Llegando al fin de 2015 y haciendo un balance de los temas que han sido noticia en la región, aparece en reiteradas ocasiones el fenómeno social de la condena sin pruebas, particularmente hablamos de aquellos docentes que este año fueron señalados por abuso a menores en instituciones educativas. Nos referimos a esas personas que hoy ven manchados para siempre sus currículums y que en hechos anteriores hasta se han visto obligados a mudarse a otros puntos del país para poder seguir ejerciendo su profesión como formadores. Sin dudas un caso relevante y que conmocionó a la comunidad paranaense fue el que tuvo lugar en la Escuela Jesús el Maestro, donde un grupo de padres pasó por la Unidad de Violencia de Género y Abusos del Poder Judicial para relatar sus sospechas, dar datos y referirse a los testimonios de sus hijos dejando expuesta la duda cierta de los abusos que se habrían cometido. Las autoridades del colegio, ni bien se enteraron de los hechos, dispusieron el apartamiento de un ordenanza, la maestra jardinera y un profesor de Educación Física.
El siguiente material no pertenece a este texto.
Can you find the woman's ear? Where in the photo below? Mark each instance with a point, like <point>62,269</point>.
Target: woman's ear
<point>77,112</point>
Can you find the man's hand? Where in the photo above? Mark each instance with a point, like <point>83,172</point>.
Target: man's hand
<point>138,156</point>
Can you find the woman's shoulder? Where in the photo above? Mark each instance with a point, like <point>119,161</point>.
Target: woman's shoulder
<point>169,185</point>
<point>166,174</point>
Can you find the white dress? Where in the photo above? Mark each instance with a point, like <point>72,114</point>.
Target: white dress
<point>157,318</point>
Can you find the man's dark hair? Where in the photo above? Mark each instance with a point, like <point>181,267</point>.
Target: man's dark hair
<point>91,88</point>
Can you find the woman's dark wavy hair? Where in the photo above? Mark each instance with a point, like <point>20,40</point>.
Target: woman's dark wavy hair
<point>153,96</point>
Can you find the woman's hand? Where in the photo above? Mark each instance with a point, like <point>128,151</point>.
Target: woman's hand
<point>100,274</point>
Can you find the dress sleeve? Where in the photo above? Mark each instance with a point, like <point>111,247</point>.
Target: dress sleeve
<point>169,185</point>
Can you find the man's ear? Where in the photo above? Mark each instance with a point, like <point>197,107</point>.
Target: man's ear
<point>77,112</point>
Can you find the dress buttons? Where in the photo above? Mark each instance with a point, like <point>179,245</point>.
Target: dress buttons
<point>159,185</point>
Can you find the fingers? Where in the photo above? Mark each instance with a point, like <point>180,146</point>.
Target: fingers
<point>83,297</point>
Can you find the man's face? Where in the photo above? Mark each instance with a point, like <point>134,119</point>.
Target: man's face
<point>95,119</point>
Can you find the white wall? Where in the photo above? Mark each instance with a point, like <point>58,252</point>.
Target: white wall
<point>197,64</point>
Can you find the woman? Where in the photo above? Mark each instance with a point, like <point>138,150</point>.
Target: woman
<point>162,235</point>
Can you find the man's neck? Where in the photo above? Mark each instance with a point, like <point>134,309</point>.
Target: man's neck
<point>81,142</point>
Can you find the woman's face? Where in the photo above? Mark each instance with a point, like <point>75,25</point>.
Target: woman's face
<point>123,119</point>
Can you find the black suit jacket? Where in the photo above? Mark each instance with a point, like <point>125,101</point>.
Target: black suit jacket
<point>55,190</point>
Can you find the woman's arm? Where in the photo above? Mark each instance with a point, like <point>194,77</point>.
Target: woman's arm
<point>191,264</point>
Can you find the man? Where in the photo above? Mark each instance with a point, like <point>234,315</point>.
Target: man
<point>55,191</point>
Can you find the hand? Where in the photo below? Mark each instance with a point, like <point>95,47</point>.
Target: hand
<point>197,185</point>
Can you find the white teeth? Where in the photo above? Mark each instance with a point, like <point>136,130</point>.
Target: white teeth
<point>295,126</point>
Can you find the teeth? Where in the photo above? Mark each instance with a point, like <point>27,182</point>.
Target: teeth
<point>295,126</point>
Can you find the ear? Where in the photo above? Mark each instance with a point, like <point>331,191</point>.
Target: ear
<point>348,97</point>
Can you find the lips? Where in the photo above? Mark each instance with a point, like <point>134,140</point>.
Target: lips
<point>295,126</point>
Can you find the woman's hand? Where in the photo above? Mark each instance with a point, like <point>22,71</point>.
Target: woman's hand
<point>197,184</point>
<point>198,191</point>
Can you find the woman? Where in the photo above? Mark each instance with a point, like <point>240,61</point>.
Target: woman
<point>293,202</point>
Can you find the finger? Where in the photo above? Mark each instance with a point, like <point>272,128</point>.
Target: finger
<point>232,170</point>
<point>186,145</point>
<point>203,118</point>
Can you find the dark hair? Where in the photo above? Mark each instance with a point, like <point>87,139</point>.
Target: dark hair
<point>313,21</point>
Sin embargo, varios meses después y luego de que la Justicia decidiera archivar la denuncia por los supuestos casos a los nenes que asisten a la sala de 4 años de dicha casa de estudios, los mismos directivos de la institución analizaban qué camino seguirían para limpiar los nombres del colegio y, sobre todo, de los docentes.
Trayendo el tema a un plano más actual, hace una semana en Santa Fe se confirmó la triste resolución del misterio de la familia Villaverde quien afrontó que la adolescente Rocío que tiene síndrome de Down, única hija mujer del matrimonio, diera a luz a su hijo, fruto de un abuso. 
La fiscal Milagros Parodi confirmó, después de un año de la denuncia y luego de un estudio de ADN al bebé, que el hermano de Rocío Villaverde fue la persona que ultrajó a la joven y por ello se dio el embarazo. De esa manera, quedaron desestimadas las denuncias hacia los dos profesores que habían sido señalados como responsables por los padres de la víctima, quienes escracharon en más de una oportunidad a los docentes.
A partir del análisis de las pruebas, la fiscal que llevó adelante la causa resolvió archivar las actuaciones realizadas en relación a educadores de la institución santafesina que habían sido acusados como autores del delito. 
Ahora bien, si nos valemos de estos hechos, a futuro ¿podemos confiar en que una persona condenada socialmente por haber cometido un abuso sexual efectivamente perpetró los delitos? No, ya que eso lo determina la justicia, en base a si la persona fue hallada in fraganti o con pruebas determinantes reales. Si bien estos casos son difíciles en los términos judiciales y sobre todo dolorosos para los niños y sus familias, no debemos olvidarnos que no se debe juzgar a una persona sin fundamentos. Por otra parte, desde la justicia, se debería dar una investigación más dedicada en este tipo de denuncias, sobre todo las que involucran a personas indefensas y no condenar “por si acaso”, porque muchas veces, aquellos que son señalados por una comunidad, ven frustrados sus proyectos y su desempeño laboral.